I solved this problem: A. Ice Skating, Codeforces
My approach was to create grid from given snow drifts coordinates, then convert this grid into graph and then count how many disconnected components are there. The key observation to solve this problem was to see that any disconnected component can be connected with another by using one snow drift, so we also can assume we that we connect everything to the component that contains node 0.
#include <iostream>
#include <vector>
#include <list>
using namespace std;
void dfs(vector<list<int>> &adj_list, int node, vector<bool> &visited)
{
visited[node] = true;
for (const int ngbr : adj_list[node])
{
if (visited[ngbr])
continue;
dfs(adj_list, ngbr, visited);
}
}
int main()
{
ios_base::sync_with_stdio(false);
cin.tie(nullptr);
cout.tie(nullptr);
int n;
cin >> n;
vector<vector<int>> grid(1000, vector<int>(1000, -1));
int node = 0;
for (int i = 0; i < n; ++i)
{
int x, y;
cin >> x >> y;
--x;
--y;
grid[y][x] = node;
++node;
}
vector<list<int>> adj_list(n, list<int>());
for (int i = 0; i < 1000; ++i)
{
for (int j = 0; j < 1000; ++j)
{
if (grid[i][j] == -1)
continue;
for (int k = 0; k < 1000; ++k)
{
if (k != j && grid[i][k] != -1)
adj_list[grid[i][j]].push_back(grid[i][k]);
if (k != i && grid[k][j] != -1)
adj_list[grid[i][j]].push_back(grid[k][j]);
}
}
}
vector<bool> visited(n);
dfs(adj_list, 0, visited);
int ans = 0;
for (int i = 1; i < n; ++i)
{
if (!visited[i])
{
++ans;
dfs(adj_list, i, visited);
}
}
cout << ans << '\n';
}
All test cases passed, but the complexity of this, at least I think so but I'm not very convinced is O(10^6 + 10^5) (or maybe 10^8). That's because the most inner loop will be runned at most 100 times, because the condition will fail most of the time as we have N (<= 100) snow drifts.

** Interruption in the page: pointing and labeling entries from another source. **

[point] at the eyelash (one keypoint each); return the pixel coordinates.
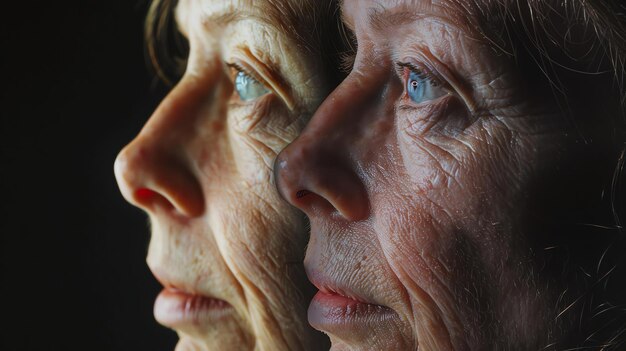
(421, 73)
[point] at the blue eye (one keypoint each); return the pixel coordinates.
(249, 88)
(421, 87)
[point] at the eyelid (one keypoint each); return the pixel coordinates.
(266, 76)
(438, 72)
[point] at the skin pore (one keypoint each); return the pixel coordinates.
(201, 169)
(433, 177)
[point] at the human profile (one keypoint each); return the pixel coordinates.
(457, 181)
(227, 249)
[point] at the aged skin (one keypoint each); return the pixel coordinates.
(420, 175)
(227, 249)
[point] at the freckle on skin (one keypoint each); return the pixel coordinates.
(217, 126)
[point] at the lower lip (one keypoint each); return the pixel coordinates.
(175, 309)
(336, 314)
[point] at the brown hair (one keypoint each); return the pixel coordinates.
(562, 42)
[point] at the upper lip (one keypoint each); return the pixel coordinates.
(327, 285)
(170, 281)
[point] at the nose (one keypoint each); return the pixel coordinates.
(320, 171)
(156, 170)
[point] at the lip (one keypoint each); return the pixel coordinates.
(337, 309)
(180, 310)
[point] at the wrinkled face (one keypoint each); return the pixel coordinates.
(226, 248)
(421, 175)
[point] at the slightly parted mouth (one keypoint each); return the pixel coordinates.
(179, 306)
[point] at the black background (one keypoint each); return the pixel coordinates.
(75, 90)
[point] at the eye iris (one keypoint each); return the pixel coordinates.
(415, 88)
(248, 88)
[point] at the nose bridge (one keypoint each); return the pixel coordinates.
(157, 169)
(317, 170)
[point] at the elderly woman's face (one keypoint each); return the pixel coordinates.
(226, 248)
(419, 175)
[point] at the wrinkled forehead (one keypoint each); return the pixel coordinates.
(379, 15)
(275, 13)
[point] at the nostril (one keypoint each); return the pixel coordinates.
(150, 200)
(145, 195)
(302, 193)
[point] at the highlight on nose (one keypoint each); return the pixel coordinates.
(315, 183)
(154, 180)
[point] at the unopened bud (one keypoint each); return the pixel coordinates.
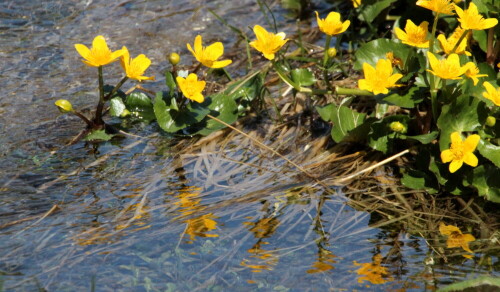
(64, 106)
(332, 52)
(491, 121)
(398, 127)
(174, 59)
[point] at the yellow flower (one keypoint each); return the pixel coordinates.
(448, 68)
(134, 68)
(491, 93)
(378, 79)
(208, 56)
(332, 25)
(267, 43)
(471, 19)
(447, 44)
(455, 237)
(414, 35)
(439, 6)
(473, 72)
(191, 87)
(460, 151)
(99, 54)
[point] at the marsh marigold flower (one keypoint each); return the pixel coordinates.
(135, 68)
(208, 56)
(448, 68)
(191, 87)
(491, 93)
(471, 19)
(267, 43)
(439, 6)
(380, 78)
(473, 72)
(332, 25)
(447, 44)
(414, 35)
(99, 54)
(460, 151)
(455, 237)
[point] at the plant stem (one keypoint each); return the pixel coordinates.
(464, 34)
(100, 106)
(115, 89)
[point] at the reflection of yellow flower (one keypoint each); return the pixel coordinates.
(471, 19)
(461, 151)
(448, 68)
(447, 44)
(267, 43)
(191, 87)
(135, 68)
(379, 79)
(99, 54)
(455, 237)
(332, 25)
(414, 35)
(208, 56)
(439, 6)
(491, 93)
(473, 72)
(373, 272)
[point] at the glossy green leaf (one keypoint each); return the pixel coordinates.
(116, 106)
(375, 50)
(98, 135)
(303, 77)
(485, 178)
(465, 114)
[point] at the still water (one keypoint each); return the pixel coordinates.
(144, 215)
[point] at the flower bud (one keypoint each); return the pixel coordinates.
(398, 127)
(174, 59)
(64, 106)
(491, 121)
(332, 52)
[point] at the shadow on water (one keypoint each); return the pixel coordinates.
(148, 214)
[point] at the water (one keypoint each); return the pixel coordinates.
(150, 215)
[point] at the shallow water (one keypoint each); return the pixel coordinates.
(135, 216)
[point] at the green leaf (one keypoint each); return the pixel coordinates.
(345, 120)
(485, 179)
(375, 50)
(116, 106)
(371, 11)
(465, 114)
(303, 77)
(420, 180)
(489, 151)
(408, 100)
(223, 107)
(98, 135)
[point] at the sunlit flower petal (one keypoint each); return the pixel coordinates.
(208, 56)
(267, 43)
(99, 54)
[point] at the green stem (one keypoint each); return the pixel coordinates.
(100, 106)
(464, 34)
(115, 89)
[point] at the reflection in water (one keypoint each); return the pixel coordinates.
(189, 205)
(373, 272)
(260, 258)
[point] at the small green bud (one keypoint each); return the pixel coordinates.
(398, 127)
(332, 52)
(125, 113)
(491, 121)
(174, 59)
(64, 106)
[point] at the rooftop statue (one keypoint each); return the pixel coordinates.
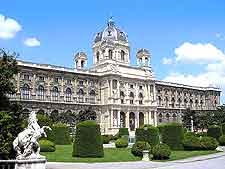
(26, 143)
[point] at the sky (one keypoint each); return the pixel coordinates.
(186, 38)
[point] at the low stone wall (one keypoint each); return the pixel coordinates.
(23, 164)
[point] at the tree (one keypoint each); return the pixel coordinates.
(87, 114)
(8, 68)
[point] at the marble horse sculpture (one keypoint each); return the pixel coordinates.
(26, 143)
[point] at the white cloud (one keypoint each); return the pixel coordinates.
(167, 61)
(198, 53)
(32, 42)
(8, 27)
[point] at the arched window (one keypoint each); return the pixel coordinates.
(41, 92)
(160, 117)
(25, 91)
(110, 54)
(167, 117)
(140, 96)
(159, 101)
(174, 117)
(122, 55)
(55, 93)
(131, 98)
(80, 96)
(68, 95)
(97, 56)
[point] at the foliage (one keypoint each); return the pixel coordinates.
(88, 140)
(60, 134)
(161, 152)
(11, 124)
(149, 134)
(222, 140)
(138, 148)
(121, 143)
(214, 131)
(191, 142)
(47, 146)
(223, 128)
(123, 132)
(172, 134)
(87, 114)
(106, 138)
(208, 143)
(8, 68)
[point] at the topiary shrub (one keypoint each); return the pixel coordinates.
(172, 134)
(106, 138)
(61, 134)
(148, 134)
(214, 131)
(88, 140)
(123, 132)
(223, 128)
(208, 143)
(191, 142)
(47, 146)
(121, 143)
(138, 148)
(161, 152)
(222, 140)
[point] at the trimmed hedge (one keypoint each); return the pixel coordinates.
(88, 140)
(106, 138)
(214, 131)
(222, 140)
(123, 132)
(148, 134)
(161, 152)
(60, 134)
(172, 134)
(46, 146)
(121, 143)
(223, 128)
(191, 142)
(208, 143)
(138, 148)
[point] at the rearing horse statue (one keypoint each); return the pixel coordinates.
(26, 143)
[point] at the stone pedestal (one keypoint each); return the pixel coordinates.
(31, 164)
(145, 155)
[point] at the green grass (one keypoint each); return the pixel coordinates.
(63, 153)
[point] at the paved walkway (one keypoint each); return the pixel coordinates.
(214, 161)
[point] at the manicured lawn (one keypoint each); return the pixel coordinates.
(63, 153)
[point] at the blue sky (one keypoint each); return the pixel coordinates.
(186, 38)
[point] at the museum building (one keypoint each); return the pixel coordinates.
(122, 95)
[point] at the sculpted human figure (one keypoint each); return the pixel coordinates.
(26, 144)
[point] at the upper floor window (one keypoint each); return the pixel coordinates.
(26, 77)
(41, 78)
(110, 54)
(122, 55)
(55, 93)
(41, 92)
(114, 84)
(25, 91)
(97, 56)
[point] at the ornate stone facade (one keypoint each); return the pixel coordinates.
(122, 95)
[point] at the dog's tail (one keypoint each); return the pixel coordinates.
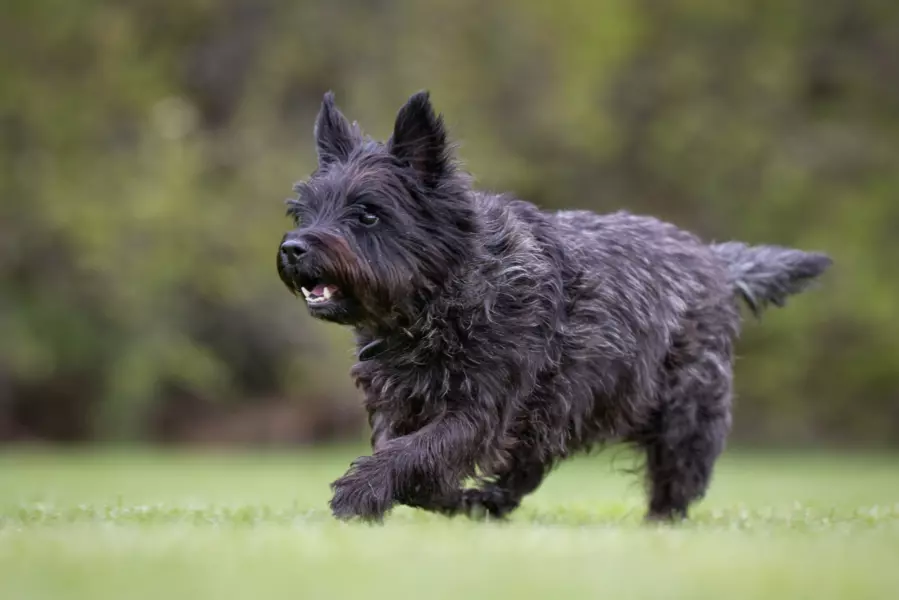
(764, 275)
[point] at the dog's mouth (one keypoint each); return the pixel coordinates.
(320, 293)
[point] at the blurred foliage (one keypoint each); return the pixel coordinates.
(145, 147)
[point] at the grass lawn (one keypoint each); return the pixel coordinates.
(98, 525)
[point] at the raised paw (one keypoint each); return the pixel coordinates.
(365, 492)
(490, 502)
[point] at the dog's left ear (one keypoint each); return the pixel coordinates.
(335, 138)
(419, 139)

It's not something very performant, so I wonder how could I improve time complexity of this?
1 Answer 1
meaningful identifier
dfs
is great, but main
is rather long, and generically named.
Consider having it delegate tasks to
appropriately named helper function(s), such as one that's responsible for reading in the problem setup.
magic numbers
for (int j = 0; j < 1000; ++j)
{
...
for (int k = 0; k < 1000; ++k)
Those come straight from the problem statement.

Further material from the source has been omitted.